RUN: During an active shooter incident avoiding and running away from the shooter is priority one. If no one is there, then no one can be shot.
This requires knowledge of every possible means of safely existing a building. As a simple rule, fire exists are good because they are designed to get people quickly out of a building. When you see a shooter or get an alert you should immediately go to the assigned exists for an activate shooter incident. Do not look for personal belongings, do not search for a friend, do not use a hand held devise, just leave as quickly and quietly as you can.
Like in fire drills, after existing the building having an assigned place to meet allows everyone to be accounted without confusion. This place should be identified in the exit plan.
Once you leave the building you might be confronted by a law enforcement officer. Do not be surprised or even upset if he/she tells you to keep your arms up and your hands visible, he/she is acting with an abundance of caution, because there have been shooters who have attempted to escape by blending in to the crowd leaving the building.
HIDE: If you cannot escape the building during an active shooter incident, then you should gather with others in the building or on the same floor in a room identified for this purpose. This is often referred to as sheltering in place. You should turn off the lights and if possible any electronic devices. Cell phones should be in a muted format or turned off. Barricade the door and if possible lock it. Make every attempt at keeping low to the ground and stay away from windows. Use an appropriate object as a barrier and remain behind it. Stay quiet and control your emotions. If you have a security guard in the room, let him/her make the decisions regarding safety. Do not leave this room until you have made actual contact with law enforcement.

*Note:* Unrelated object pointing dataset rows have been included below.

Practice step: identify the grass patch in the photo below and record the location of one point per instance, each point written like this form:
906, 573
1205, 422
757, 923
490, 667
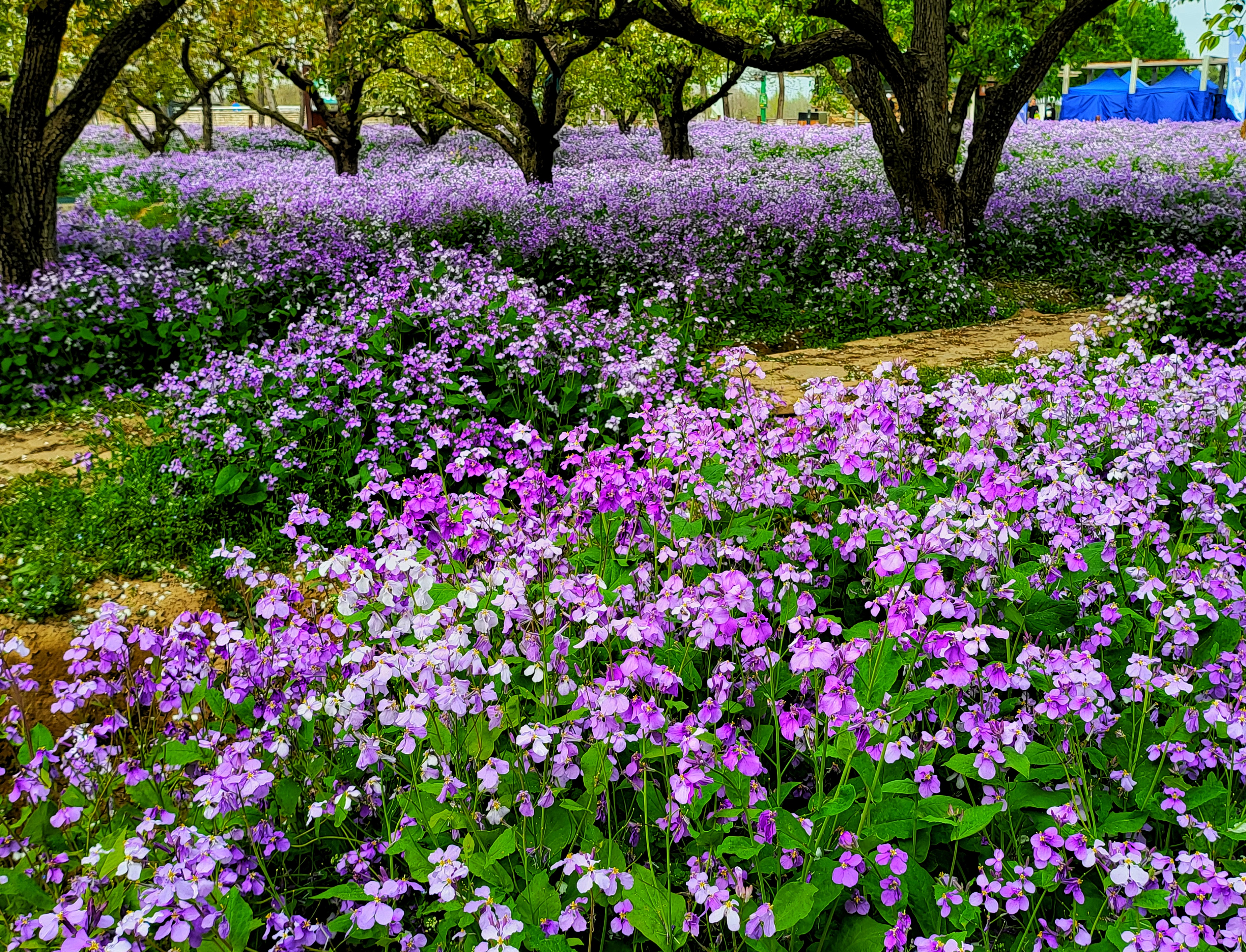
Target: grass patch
125, 516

A Safer Room. There should be offices and/or side rooms that appear to be typical and normal in every way, but in reality are rooms that have been identified as “safer rooms” for those who cannot escape the building during an active shooter incident. These are not safe rooms, because no room is safe when confronted by a well-armed individual. But these rooms are safer than the others in the building. These rooms should have only one door with a bolt lock, the door and frame should of industrial grade and strength, it should have furniture that can either stop or slow down bullets, and items that can be easily used as barricades for the door. There should also be a fire extinguisher and a first aid kit in this room.
FIGHT: This is a “if all else fails” option. If you cannot avoid and flee from the shooter and all attempts at hiding have failed, then fight becomes the option by default.
However, let me be very clear, because of the danger and potential loss of life, security guards should avoid this kind of confrontation whenever possible, because it can only happen if they are close enough to the shooter to engage in hand-to-hand combat.
This kind of combat requires a high skill level and should be avoided by anyone without this training. Simply put, if you “think” you can do it, you cannot. Because it is a form of training that becomes instinctive, a natural reaction. Therefore, if a security guard does not have hand-to-hand combat training, they realistically have only two option, fleeing and hiding.
To enhance their skill level, I would encourage all private security guards to receive Krav Maga self-defense training and maintain this level of training throughout their career as a security officer. Unfortunately, many of the instructors who provide Krav Maga training charge a rate that is prohibitive to many security guards, who only earn a basic hourly wage.